Happily, I can’t remember what they told me, if anything. I seem to recall, though, that their texts were dotted with cautionary tales from history, just to give me nightmares. Titanic tales, you might call them. For if that iceberg hadn’t been asleep at the seal, then the ship of the century might never have sailed into the movies. Yes, that’s the kind of ‘experts’ they were.

I was worried, you see, because I seemed to be sleep-walking through life, unable to awaken. Something was wrong, I knew – I’m perceptive like that – but rather than blame my misfortunes on, say, me, I decided the problem was sheep.

Not sheep, but sleep. It’s funny, though, how often one concept invokes the other. Trust me, the link is more than linguistic.

Sleep. Opium of the masses, drug of the nation. Sleep. Superfine wool you pull over your own eyes. (That sounds pretty sheepish, doesn’t it.) Sleep. An alluring apparition you can have but not hold, and which shows itself only when your back is turned. Sleep. The word I keep repeating.

Shut-eye. Clearly, I was short of it. But how much did I need? In the end I came to a radical conclusion: none was enough – nay, more than enough. Sleep, I decided, was a waste of precious time, time I’d be better off wasting myself. Impressed by my logic, I wrote ‘Think like a bull’ on a piece of paper, pinning it to the wall with my horns. Then, in one extended sitting, I set out to finish the novel I was writing.

The sound I’m making now is the sound my brain made when it broke. Did I tell you my brain broke? Good, because it’s a secret.

Okay, it was a bad idea – having since heard about Operation Sandman, I now know that sleep deprivation is a form of torture, a fate worse than tickling. So, yes, I made an ass of myself, and, yes, my thinking was a load of bull. (My ‘novel’ was nothing to write home about either.) Verily, I had sinned against sleep and paid the price, my ship-like cerebellum being brained by the immovable iceberg that is science, or nature, or something. Unlike the Titanic, though, I got a second shot at going under…

Fast forward to the future, to the here and the now. My life is wide awake and fully dressed, even if my fly is undone. I’m a homemaker, a father, a husband; I’m the owner of a lonely blog. I am living, it would seem, at the coal-face of life. And yet (he writes in hushed tones) I’m still not completely sold on this sleep thing.
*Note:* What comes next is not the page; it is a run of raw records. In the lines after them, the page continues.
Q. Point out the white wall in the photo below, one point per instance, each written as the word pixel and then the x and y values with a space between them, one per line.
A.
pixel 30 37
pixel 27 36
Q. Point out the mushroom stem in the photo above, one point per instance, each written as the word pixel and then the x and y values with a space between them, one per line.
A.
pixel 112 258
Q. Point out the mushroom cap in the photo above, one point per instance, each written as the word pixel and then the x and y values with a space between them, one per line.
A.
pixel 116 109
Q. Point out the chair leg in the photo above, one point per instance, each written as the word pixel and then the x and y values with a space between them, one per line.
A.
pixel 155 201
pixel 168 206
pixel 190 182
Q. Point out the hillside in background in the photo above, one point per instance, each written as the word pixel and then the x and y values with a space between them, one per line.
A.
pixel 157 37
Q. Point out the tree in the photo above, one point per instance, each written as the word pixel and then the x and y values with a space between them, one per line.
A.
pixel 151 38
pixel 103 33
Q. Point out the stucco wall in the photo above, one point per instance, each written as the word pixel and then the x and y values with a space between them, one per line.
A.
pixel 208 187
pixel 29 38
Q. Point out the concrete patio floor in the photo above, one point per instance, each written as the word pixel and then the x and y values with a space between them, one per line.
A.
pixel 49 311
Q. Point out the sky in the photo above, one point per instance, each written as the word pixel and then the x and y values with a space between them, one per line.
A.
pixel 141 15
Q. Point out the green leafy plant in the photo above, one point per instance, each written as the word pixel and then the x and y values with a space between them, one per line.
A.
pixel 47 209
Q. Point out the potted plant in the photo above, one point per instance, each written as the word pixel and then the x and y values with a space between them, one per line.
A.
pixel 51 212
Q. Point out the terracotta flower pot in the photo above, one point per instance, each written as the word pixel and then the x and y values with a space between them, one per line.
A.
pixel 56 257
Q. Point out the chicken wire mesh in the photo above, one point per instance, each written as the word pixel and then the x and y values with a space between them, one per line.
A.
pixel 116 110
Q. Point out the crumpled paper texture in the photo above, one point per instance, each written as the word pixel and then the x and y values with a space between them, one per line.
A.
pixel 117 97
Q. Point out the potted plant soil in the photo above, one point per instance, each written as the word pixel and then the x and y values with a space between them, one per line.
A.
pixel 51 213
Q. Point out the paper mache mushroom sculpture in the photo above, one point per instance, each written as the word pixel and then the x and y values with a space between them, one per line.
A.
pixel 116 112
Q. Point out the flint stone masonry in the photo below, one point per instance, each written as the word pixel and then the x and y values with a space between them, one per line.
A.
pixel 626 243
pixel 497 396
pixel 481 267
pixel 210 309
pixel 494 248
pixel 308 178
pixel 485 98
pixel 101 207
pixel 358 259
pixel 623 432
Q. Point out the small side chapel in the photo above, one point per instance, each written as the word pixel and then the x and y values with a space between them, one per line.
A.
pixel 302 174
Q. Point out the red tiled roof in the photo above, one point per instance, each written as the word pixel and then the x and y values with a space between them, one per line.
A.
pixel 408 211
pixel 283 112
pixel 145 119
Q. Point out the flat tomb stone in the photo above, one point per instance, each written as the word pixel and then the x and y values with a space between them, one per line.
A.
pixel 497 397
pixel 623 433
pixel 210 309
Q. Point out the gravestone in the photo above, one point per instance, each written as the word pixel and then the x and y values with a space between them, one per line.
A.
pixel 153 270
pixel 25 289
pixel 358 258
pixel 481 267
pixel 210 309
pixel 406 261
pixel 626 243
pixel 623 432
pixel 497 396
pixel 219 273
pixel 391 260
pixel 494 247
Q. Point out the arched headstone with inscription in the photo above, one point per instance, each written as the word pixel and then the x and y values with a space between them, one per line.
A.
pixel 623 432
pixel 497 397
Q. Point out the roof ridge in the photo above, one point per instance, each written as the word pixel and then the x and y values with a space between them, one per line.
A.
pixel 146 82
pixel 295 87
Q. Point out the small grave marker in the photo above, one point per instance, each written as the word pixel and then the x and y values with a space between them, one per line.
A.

Fact is, I’ve had a bellyful of the whole palaver. Chased from the matrimonial couch by the late-season fruit of that union (a real little peach), I’m lucky to fit in twenty-two winks a night, let alone the full forty. Then there are bumptious beagles that bay, nocturnally, and an inner writer that mercilessly wags the dog – the Timm who tumbles me from my makeshift mattress in the early hours, so I can pen piffle like this. The wee early hours.

Sometimes, I’m just too damned tired to sleep. And, yes, I have tried counting to sheep, but, gee, they’re slow learners.

There’s a lamb nearby now, as it happens, in a neighbouring yard. A real one, I think, and not just an ethereal ewe sent to mock me. The little nitwit bleats mournfully at any hour of the day or night, weighed down, no doubt, by its woolly woes. Like me, the poor thing seems to struggle with sleep. Would some simple mathematical task help it nod off? Counting people, perhaps, as they jump through hoops? After all, what works for worn-out public servants ought to do for Ewe too…

See what I mean about sleep and sheep?

Chop, chop, I hear you say. My point, if you insist on hearing it half-baked, is this: the Sandman has feet of clay and the experts are dreaming – sleep just ain’t the holy grail it’s made out to be. Look at me. Six hours’ shut-eye and I feel terrific: I’m at one with the world and, best of all, the words are flowing, every one a winner. Enough said?